Although the tool can be integrated with non-distributed software, our primary aim is to support large-scale processing pipelines, and the full advantage of SeQuiLa-cov’s scalability and performance will be available once it is deployed and executed in a distributed environment. We expect that there will be a growing number of scalable solutions (Big Data Genomics project [17] with tools DECA and Cannoli as well as GATK4 [18]) that can take advantage of reading input data directly from distributed storage systems.

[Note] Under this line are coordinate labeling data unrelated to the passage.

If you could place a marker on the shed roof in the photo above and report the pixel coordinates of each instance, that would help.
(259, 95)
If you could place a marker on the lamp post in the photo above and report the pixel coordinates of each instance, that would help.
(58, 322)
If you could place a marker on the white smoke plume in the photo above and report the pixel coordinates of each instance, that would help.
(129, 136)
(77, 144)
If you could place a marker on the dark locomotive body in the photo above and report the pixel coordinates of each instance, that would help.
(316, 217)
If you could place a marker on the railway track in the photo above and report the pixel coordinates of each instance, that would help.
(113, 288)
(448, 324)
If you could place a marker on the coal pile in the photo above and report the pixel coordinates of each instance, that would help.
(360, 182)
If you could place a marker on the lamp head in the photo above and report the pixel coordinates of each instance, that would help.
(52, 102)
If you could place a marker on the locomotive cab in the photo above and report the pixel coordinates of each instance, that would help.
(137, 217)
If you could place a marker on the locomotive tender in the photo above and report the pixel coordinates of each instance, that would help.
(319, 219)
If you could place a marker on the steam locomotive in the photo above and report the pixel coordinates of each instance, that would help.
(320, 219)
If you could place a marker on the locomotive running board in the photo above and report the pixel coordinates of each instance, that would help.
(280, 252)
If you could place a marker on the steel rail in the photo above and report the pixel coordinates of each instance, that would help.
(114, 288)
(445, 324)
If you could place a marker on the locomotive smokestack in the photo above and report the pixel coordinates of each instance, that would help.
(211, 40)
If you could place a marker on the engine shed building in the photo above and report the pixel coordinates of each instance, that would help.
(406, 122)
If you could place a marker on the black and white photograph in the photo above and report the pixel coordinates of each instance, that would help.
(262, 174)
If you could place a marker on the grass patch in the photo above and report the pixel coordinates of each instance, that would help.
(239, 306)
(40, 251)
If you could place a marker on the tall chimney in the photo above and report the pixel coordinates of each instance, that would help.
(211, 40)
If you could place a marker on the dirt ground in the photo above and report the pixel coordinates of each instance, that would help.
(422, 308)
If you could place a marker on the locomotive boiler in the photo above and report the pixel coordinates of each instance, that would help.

SeQuiLa-cov is one of the building blocks of the SeQuiLa [14] ecosystem, which initiated the move towards efficient, distributed processing of genomic data and providing SQL-oriented API for convenient and elastic querying. We foresee that following this direction will enable the evolution of genomic data analysis from file-oriented to table-oriented processing.
Methods
Test data
We tested our solution using reads from the NA12878 sample, which were aligned to the hg18 genome. The WES data contained >161 million reads (17 GB of disk space) and WGS data included >2.6 billion reads (272 GB of disk space). Both BAM files were compressed at the default BAM compression level (5).
Testing environment
To perform comprehensive performance evaluation, we set up a test cluster consisting of 28 Hadoop nodes (1 edge node, 3 master nodes, and 24 data nodes) with Hortonworks Data Platform 3.0.1 installed. Each data node has 28 cores (56 with hyper-threading) and 512 GB of RAM; YARN resource pool has been configured with 2,640 virtual cores and 9,671 GB RAM.
Investigated solutions
In our benchmark we used the most recent versions of the investigated tools, i.e., samtools version 1.9, bedtools 2.27.0, sambamba 0.6.8, mosdepth version 0.2.3, and SeQuiLa-cov version 0.5.1.
Availability of source code and requirements
• Project name: SeQuiLa-cov
• Project home page: http://biodatageeks.org/sequila/
• Source code repository: https://github.com/ZSI-Bio/bdg-sequila
• Operating system: Platform independent
• Programming language: Scala
• Other requirements: Docker
• License: Apache License 2.0
• RRID: SCR_017220
Availability of supporting data and materials
The Docker image is available at https://hub.docker.com/r/biodatageeks/. Supplementary information on benchmarking procedure as well as test data are publicly accessible at the project documentation site http://biodatageeks.org/sequila/benchmarking/benchmarking.html#depth-of-coverage. An archival copy of the code and supporting data is also available via the GigaScience database GigaDB [19].
Abbreviations
API: Application Programming Interface; BAM: Binary Alignment Map; CPU: central processing unit; CSV: comma-separated values; GKL: Genomics Kernel Library; NGS: next-generation sequencing; ORC: optimized row columnar; RAM: random access memory; SQL: Structured Query Language; TSV: tab-separated values; YARN: Yet Another Resource Negotiator; WES: whole-exome sequencing; WGS: whole-genome sequencing.
Competing interests
The authors declare that they have no competing interests.
Funding
This work has been supported by the Polish budget funds for science in years 2016–2019 (Iuventus Plus grant IP2015 019874), as well as Polish National Science Center grant Preludium 2014/13/N/ST6/01843.
Authors' contributions
M.W.: conceptualization, formal analysis, investigation, software, and writing. A.S.: data curation, formal analysis, investigation, software, visualization, and writing. W.K.: formal analysis, investigation, writing. T.G.: formal analysis, supervision, investigation, visualization, and writing. All authors approved the final manuscript.